The material feels homespun, the casting keen and professional. Though July is generally associated with marginal traditions like esoteric performance art and cozy K Records pop, there’s more than a smidge of (good) Neil Simon in her dialogue, which accounts for her crossover appeal. When, under pressure to do last-minute “essential” Googling before the internet goes out, Jason can only come out with “Christmas falls on a Tuesday this year.” Elsewhere, he defines life left after fifty as “loose change”: “Not enough to get what you really want.” Marshall and Sophie have a post-coital exchange, perfectly handled, on how to carry on an affair: “Traditionally, people either tell the truth or they lie.” “Jason and I are very close. I could never do either… of those things.”

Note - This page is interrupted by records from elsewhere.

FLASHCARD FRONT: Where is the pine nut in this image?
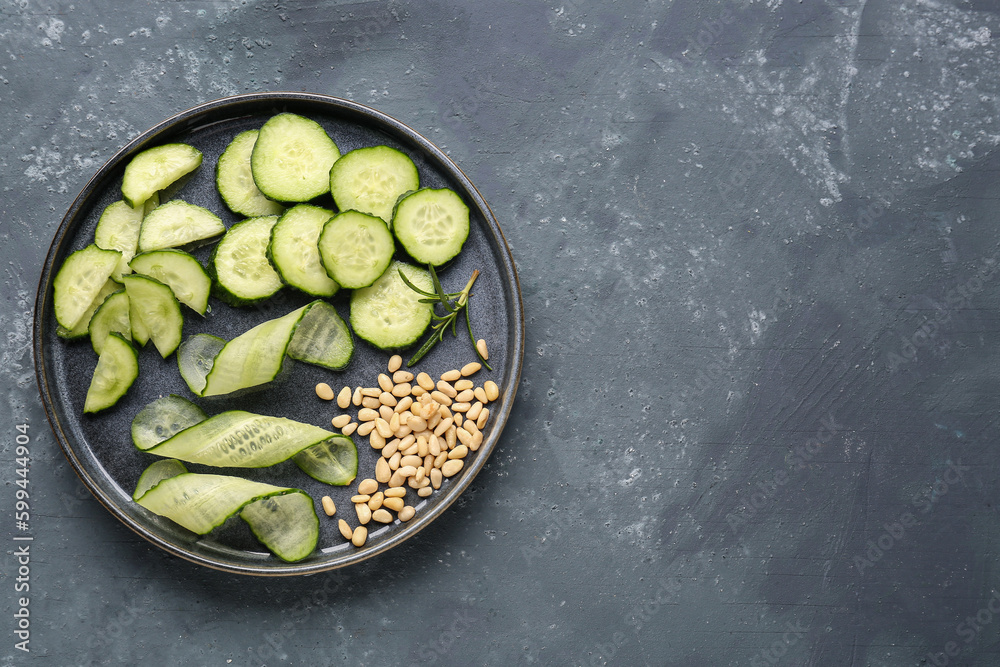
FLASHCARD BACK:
[431,380,458,396]
[399,455,424,468]
[483,380,500,401]
[337,387,351,410]
[382,498,406,512]
[354,503,372,526]
[388,354,403,373]
[375,457,392,484]
[441,459,465,477]
[434,417,455,437]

How we respond to narratives is, to a point, determined by the degree to which their characters make agreeable or at least compelling company. The Future, then, won’t find favour with viewers for whom adults emotionally daunted by adopting a cat are ridiculous, beyond the pale, not worthy to be dignified by drama. That premise seems to me no more ridiculous than, say, Laurel and Hardy opening an appliance store in Tit for Tat (1935): each concerns slightly absurd but recognizably human figures confounded by everyday responsibilities. Reinforcing the crucial presence of the present, The Future is a bittersweet reprimand for what Sophie and Jason leave undone. It is a measure of its achievement that we leave with a sense of the lack.